Existe, na verdade, um mar de indefinições. O problema inicial para o Orçamento de 2022 será encontrar uma solução para os R$ 89,1 bilhões previstos em pagamentos de precatórios. Ao que parece, vão buscar uma maneira de dar uma pedalada, jogando parte dessa despesa para os próximos anos. Mas, para que não haja crime de responsabilidade, o calote terá que ter algum amparo legal.
Em Brasília, o que não falta é criatividade. Já surgiram inúmeras propostas para driblar as restrições determinadas pelo teto de gastos. Mas a avacalhação das regras vai arruinar a principal âncora fiscal do País. Como alertou o economista Marcos Mendes, se isso ocorrer, será uma pá de cal sobre a última regra efetiva de controle dos gastos públicos. “Já desmoralizamos a Lei de Responsabilidade Fiscal, a regra de ouro e as metas de resultado primário. Agora é a vez de enterrar o teto”, disse Mendes, em artigo na Folha. E qual será a consequência? “Todos pagaremos a conta, com mais juros, mais inflação, menos crescimento e pior qualidade das políticas públicas”, resume Mendes.
As alternativas seriam mais promissoras caso as reformas tivessem saído do papel. Um estudo do Centro de Liderança Pública indica que apenas a possibilidade de redução em até 25% dos salários dos servidores, caso fosse aprovada com a reforma administrativa, poderia trazer uma economia de R$ 33 bilhões aos cofres públicos ao longo da próxima década. Outro exemplo: a aprovação do projeto que dá fim aos supersalários do funcionalismo poderá representar uma economia superior a R$ 3 bilhões ao ano para os cofres federais. O texto passou na Câmara e aguarda votação no Senado.

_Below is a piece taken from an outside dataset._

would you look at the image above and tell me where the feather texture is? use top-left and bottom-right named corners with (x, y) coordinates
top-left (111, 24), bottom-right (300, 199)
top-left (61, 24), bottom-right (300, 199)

Uma reforma administrativa ampla teria um impacto muito maior, obviamente. As estimativas do valor a ser poupado variam de acordo com os parâmetros utilizados, mas um estudo do Ipea indicou que a economia poderia superar R$ 800 bilhões ao longo dos próximos dez anos.
Governo e Congresso, contudo, atuam para esvaziar a reforma administrativa. O texto que está prestes a ser votado na Câmara não toca nos privilégios dos juízes, promotores e outros servidores que estão na elite do funcionalismo. Eles continuariam gozando de férias de 60 dias e de outros mimos. A reforma valeria apenas para os novos servidores do Executivo. Os outros poderes ficariam de fora. Além do mais, o texto inclui jabutis, como a possibilidade de equiparar os guardas municipais à categoria de policiais — obtendo, assim, certos privilégios — e a concessão de benefícios a agentes de segurança pública. Os policiais poderão recuperar o direito à aposentadoria integral, revertendo assim um dos pontos da reforma previdenciária. Dessa maneira, a reforma administrativa corre o enorme risco de ser na verdade uma contrarreforma.
Enquanto os retrocessos institucionais e os riscos fiscais se multiplicam, Paulo Guedes continua vendendo ilusões. Ontem, em um evento com empresários, afirmou que o plano para os próximos dez anos é vender as grandes estatais, como o Banco do Brasil e a Petrobras. Quem viver verá.